Let’s say you like to grill — so much so that you spring for a new top-of-the-line BBQ grill. Then, only moments after your online purchase, you’re inundated with ads for the very same grill.
And it doesn’t stop. Two weeks after your purchase, it seems every other ad is for the very grill sitting on your back patio. What’s up? Isn’t personalization supposed to figure this stuff out?
It’s happening now.
Recommendation engines have been the cutting edge of marketing for the last 10 years, dramatically powering e-commerce. And no wonder: Harvard Business Review points out that personalized user experience can deliver five to eight times the return on investment on marketing spend. Toward Data Science notes that, at Netflix, over 80% of stream time is driven by personalized recommendation. It’s been working well.
- Historically, these engines use a combination of filters:
- Generic, which identifies items that are similar to what a user searched for or what is most popular.
- Content, which examines user history, identifies keywords and makes suggestions of similar content.
- Collaborative, where a user is assigned to a group, based on that user’s history, and items liked by other members of the group are presented.
- Ensemble, which is a combination of the above.
While recommendation engines have been highly effective for retailers, there are shortcomings for other areas of business, like the barbeque grill problem for advertisers.
Enter associative AI, where a model is trained to understand that you’re interested in the grill, that you have purchased the grill, that you are a certain type of shopper, and that you are likely to need grill-related items.
It also takes into account grill product inventory and product discounts across retailers. In fact, the parameters here are almost limitless. The more data the model considers, the better its suggestions will be. This complexity is why simple recommendation engines have difficulty with relevancy and why associative AI is critical.
As Oxford University notes, “New AI uses associative learning techniques rather than AI’s traditional neural networks to challenge the conventional wisdom that artificial neurons and synapses are the sole building blocks of AI.”
With associative AI, you are no longer inundated by ads for the same item after you buy your grill. Instead, you’ll see ads for complementary products: a BBQ cookbook, an instant-read thermometer, a cleaning brush or Kansas City steaks.
Sophisticated associative AI recommendations are just the beginning. Next comes generative AI, which could make the purchase relationship much more effective and efficient for the retailer and much more relevant and efficient for the consumer. If basic personalization can deliver five to eight times the ROI on marketing spend, imagine what generative AI can do when ads are personalized beyond “insert customer’s name here.”
For the retailer, generative AI makes ads smarter. While associative AI is guiding the user through the purchase process, the actual ad may be generated by AI, so that every time a user engages, the advertiser is offering a highly personalized, intelligent conversation regarding grill care, techniques and additional products of interest. This “conversation” and any associated products become highly relevant to the user.

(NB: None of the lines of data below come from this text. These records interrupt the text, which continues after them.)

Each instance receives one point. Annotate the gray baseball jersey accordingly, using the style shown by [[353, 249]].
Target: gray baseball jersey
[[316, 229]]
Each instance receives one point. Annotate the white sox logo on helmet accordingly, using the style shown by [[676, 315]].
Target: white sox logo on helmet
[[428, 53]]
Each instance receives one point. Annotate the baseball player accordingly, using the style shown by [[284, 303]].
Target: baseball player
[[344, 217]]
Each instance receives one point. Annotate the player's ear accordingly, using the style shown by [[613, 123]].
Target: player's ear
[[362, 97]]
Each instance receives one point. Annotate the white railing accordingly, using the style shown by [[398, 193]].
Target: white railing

The ads would be significantly more effective since generative AI hones the message, creates a unique ad, and determines the format required for where the user will be viewing it. This becomes an enormous advantage for retailers to develop significantly more relevant, effective marketing.

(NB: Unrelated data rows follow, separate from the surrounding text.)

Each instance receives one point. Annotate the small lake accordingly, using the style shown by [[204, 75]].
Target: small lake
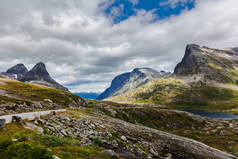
[[208, 114]]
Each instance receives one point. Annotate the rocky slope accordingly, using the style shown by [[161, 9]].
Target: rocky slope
[[205, 79], [16, 72], [131, 80], [39, 75], [211, 64], [18, 97]]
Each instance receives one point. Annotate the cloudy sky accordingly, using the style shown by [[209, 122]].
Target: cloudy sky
[[85, 43]]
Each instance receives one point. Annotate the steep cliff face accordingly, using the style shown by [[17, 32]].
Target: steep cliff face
[[205, 79], [16, 72], [39, 75], [131, 80], [212, 64], [18, 69]]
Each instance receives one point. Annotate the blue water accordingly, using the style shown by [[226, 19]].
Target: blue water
[[216, 115]]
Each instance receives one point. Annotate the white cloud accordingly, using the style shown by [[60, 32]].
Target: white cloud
[[85, 50], [174, 3]]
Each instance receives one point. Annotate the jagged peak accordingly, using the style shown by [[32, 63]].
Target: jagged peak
[[40, 68], [18, 69]]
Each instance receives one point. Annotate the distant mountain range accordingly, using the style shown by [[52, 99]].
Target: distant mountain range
[[131, 80], [86, 95], [38, 75], [205, 77]]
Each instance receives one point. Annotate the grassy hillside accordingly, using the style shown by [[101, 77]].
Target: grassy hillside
[[178, 93], [30, 96]]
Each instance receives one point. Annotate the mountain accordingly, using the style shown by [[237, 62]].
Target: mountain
[[39, 75], [86, 95], [131, 80], [17, 97], [210, 64], [16, 72], [206, 78]]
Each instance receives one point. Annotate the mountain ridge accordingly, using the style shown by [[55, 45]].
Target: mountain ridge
[[38, 75], [206, 78]]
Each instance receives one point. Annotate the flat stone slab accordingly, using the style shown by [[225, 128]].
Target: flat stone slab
[[30, 115]]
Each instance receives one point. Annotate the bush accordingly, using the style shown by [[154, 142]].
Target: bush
[[67, 155], [27, 151], [53, 141], [4, 144]]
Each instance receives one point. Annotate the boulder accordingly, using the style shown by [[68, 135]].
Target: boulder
[[17, 119], [2, 123], [110, 153]]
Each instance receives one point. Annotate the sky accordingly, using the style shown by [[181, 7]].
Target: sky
[[86, 43]]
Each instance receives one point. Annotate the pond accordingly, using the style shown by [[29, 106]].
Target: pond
[[216, 115]]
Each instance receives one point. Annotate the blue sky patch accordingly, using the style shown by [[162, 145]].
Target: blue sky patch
[[122, 9]]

In addition, because of AI’s sophisticated targeting, advertising dollars are not spent on the wrong people. A business is targeting the right audience and only them, saving time and money. Customer acquisition costs plummet.
This combined use of AI can also enable a better cross-platform user experience. Does eBay know you bought a grill on Amazon? No, and because of data privacy, this information sharing likely won’t happen anytime soon. But technology like a personal AI assistant built into your device knows and could tie it all together.
Now you essentially have a personal assistant that delivers highly targeted, highly relevant recommendations based on a thorough understanding of who you are. For instance, AI understands when you bought your grill and could message you when it’s time for new pellets or a deep cleaning. Generative AI becomes seamlessly migrated into your everyday life, acting as your crystal ball, with everything based on you.
Yet, for generative AI to grow, it must be able to support e-commerce recommendations based on billions of parameters — all at lightning speed. To deliver on this need, Micron has developed an unparalleled memory and storage portfolio, uniquely positioned to fulfill the demands of AI — from data centers to devices. Our products can help engineer what generative AI will be capable of next. With this type of performance, AI is better for businesses and better for consumers.
So technology really can enrich life for all. On that note, let’s fire up the grill!